Rota, Spain; Day 23

Today our Adventurers took to the road again on a trip through the SW Spain countryside. Known as Andalucia, this area is known for many things, one of which is the Pueblos Blancos or ‘white villages’. They get their name from the whitewashed buildings that make up the towns – initially colored to keep the buildings cool and now done so for aesthetics. Many were once fortresses that stood between the Christian and Moorish territories so they sit nestled in the hills with dramatic views of the landscape.

Our 2 hour drive started with trying to figure out the cruise control on the rental car. Lots of fiddling with the buttons didn’t yield results so Tiffany pulled out the manual to look it up. Then she pulled out Google Translate to read the Spanish instructions. Those didn’t actually help either, but more random pushing of buttons finally worked which was a big relief to the driver.

As we drove we passed by a number of the most famous Pueblos Blancos – they were often tucked away in the hills – striking white against the bright spring green and grey rocks. We also saw some interesting road signs but no Osborne Bulls.

We didn’t stop in any of these towns although they looked charming, we headed to a specific town called Ronda. In addition to being a white village, Ronda is famous for two other things; the Puente Nuevo (“New Bridge”) and the Bullfighting ring.

Our first stop was the Plaza de Toros.

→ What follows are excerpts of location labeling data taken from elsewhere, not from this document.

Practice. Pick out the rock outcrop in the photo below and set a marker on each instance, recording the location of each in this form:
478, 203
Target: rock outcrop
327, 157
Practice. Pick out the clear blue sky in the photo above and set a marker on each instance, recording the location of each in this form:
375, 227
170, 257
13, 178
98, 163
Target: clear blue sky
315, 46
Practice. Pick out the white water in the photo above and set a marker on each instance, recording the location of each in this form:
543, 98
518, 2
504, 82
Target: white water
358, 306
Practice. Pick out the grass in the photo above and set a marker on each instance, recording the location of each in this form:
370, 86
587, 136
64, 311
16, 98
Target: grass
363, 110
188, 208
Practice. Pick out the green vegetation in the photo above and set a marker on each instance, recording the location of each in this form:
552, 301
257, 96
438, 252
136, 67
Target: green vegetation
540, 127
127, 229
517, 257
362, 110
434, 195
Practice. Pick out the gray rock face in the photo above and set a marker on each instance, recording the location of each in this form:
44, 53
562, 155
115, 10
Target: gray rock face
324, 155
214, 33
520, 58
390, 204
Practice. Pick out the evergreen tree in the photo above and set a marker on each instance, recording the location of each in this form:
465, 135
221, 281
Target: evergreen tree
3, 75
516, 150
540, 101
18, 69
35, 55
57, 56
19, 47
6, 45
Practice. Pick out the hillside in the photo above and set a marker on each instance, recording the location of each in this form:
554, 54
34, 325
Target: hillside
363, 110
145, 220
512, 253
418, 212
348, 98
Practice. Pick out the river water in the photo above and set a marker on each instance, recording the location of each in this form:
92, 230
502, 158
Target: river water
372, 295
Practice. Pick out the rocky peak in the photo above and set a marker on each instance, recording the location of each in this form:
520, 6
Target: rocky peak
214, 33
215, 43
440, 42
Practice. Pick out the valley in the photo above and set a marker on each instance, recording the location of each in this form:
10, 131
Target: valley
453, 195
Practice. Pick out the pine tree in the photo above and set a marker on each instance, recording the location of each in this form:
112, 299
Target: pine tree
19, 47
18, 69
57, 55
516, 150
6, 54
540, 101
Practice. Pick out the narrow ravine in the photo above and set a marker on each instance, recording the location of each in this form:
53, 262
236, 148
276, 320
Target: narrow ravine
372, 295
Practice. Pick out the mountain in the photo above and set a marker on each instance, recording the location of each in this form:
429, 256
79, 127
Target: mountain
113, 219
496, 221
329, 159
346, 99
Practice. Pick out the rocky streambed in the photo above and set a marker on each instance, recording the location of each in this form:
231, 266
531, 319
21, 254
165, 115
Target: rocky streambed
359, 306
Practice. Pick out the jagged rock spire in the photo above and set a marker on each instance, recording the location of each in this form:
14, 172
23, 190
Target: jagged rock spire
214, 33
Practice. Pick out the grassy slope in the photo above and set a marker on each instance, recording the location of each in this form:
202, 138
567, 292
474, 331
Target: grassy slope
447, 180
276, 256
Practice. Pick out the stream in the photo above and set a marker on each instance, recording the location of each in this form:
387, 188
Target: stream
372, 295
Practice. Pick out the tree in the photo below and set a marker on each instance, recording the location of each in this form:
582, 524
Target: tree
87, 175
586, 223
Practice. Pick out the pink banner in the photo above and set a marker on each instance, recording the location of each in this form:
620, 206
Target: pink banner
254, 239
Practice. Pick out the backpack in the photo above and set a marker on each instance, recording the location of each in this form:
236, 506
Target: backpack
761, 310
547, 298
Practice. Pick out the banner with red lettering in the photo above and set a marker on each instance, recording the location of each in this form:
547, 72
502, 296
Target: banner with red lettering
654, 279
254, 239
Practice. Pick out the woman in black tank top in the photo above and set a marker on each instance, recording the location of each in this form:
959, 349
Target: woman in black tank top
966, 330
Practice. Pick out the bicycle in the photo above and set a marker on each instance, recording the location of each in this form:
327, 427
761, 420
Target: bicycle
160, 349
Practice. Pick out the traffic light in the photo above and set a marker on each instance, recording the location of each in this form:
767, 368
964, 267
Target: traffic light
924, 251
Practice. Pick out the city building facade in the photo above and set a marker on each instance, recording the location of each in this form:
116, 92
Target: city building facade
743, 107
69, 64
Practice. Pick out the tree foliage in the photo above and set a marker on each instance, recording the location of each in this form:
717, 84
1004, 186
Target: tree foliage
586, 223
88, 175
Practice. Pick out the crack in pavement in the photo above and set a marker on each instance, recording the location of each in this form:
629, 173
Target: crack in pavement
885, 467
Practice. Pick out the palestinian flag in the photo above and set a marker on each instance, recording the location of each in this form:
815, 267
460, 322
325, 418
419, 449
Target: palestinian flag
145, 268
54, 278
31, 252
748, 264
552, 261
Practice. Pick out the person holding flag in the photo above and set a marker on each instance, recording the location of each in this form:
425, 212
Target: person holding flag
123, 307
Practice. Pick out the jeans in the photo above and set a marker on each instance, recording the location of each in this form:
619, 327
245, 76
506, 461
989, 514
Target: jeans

It is the oldest bullring in Spain and Ronda is sometimes credited with being the birthplace of modern bullfighting.

3 Adventurers in the Ronda ring

Built in the 1780’s it seats about 5,000 which is not that large, but the ring itself it quite big. We were all a bit turned off by the notion of bullfighting for real – it seems cruel – so we debated about whether we should see the site. In the end, the history of the structure and the museums won out. Hopefully our entrance fee will encourage them to make money from tours rather than fights.

One of the interesting things in the museum was the display of posters advertising upcoming bullfights. These posters were the first form of commercial art and attracted famous artists such as Salvador Dali and Pablo Picasso. See if you can pick out Picasso’s from the three we snapped pics of.

We did a quick stop at the overlook next to the plaza – Ronda is on top of the mountain so there are gorgeous views everywhere.

Next we headed over to the Puente Nuevo or the ‘new bridge’. Of course that’s relative – it was completed in 1793 so it is only new in comparison to the other 2 bridges that cross the 390 feet deep gorge that divides the city.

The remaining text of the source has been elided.